On Tuesday, November 6th, voters in Colorado and across the nation hit the voting booths to submit their midterm election ballots. There were a multitude of issues addressed on this year’s ballot, many of which directly impact Coloradans and even high schoolers. The votes have been casted and the results are now known, so it is important to look at both the positive and negative repercussions of each bill passed, and how they may influence the lives of Chaparral students.
Amendment 73 was a ballot issue expected to have one of the greatest direct impacts on public school students in Colorado. Hours after polls closed on Nov. 6th, the official verdict was announced, stating that Coloradans rejected Amendment 73 by a 55% to 45% margin. By voting ‘yes’ on Amendment 73, citizens would support the increase of taxes for individuals making more than $150K annually, which will supposedly amount to approximately $1.6 billion. The sum collected from the tax hike is intended to fund educational programs, with $120 million set to go to special education programs, $20 million to English Language Proficiency, $10 million to gifted and talented programs, and an expected $7,300 increase of base per pupil budgets. Opposers of Amendment 73 claim that the tax increase will not fix the failures of the education system, and that the proposed increase itself is so drastic that it may have a monumental impact on many families. Based on the results, it is evident that the majority of Colorado voters were not in favor of the tax increase, and the outcome of that verdict may ultimately reflect itself in the conditions of our public schools for the years to come.

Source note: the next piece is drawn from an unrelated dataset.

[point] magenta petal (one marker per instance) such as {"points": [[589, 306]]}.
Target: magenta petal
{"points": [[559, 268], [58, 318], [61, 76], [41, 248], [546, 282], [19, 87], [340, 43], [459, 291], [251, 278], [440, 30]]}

Proposition 112, although not directly related to the education system, may also have a notable influence on schools and students. Colorado voters rejected Prop. 112, with only about 42% support. Proposition 112 was intended to prohibit the construction of oil & gas sites within half a mile of schools, fields, playgrounds, homes, and other public/living areas. Supporters agreed that the large and potentially hazardous machinery used in the fracking process is not suitable landscape for children and families. Many opposers of the proposition were concerned about the impact that the restrictions would have on those employed by the fracking industry, which has boosted Colorado’s economy immensely in recent years. Passing Prop. 112 would result in an expected tax revenue loss of $7 billion, which would reduce school budgets, especially in poorer districts. The Proposition failing means that future oil & gas sites will be held to the state’s current standards.
In terms of general verdicts reached during midterms, the next governor of Colorado will be Democrat Jared Polis, who is also the first openly gay & Jewish governor in US history. Additionally, previous CO representative Mike Coffman was voted out of his senate position, with Democrat Jason Crow as his successor.
The issues voted upon during the 2018 Midterm Election will undoubtedly impact the lives of all citizens state and nation wide. The emphasis on education in this election specifically forecasts some major changes in Colorado school districts, many of which will change the public school experience for generations of students to come, and all results signify that change is on the horizon.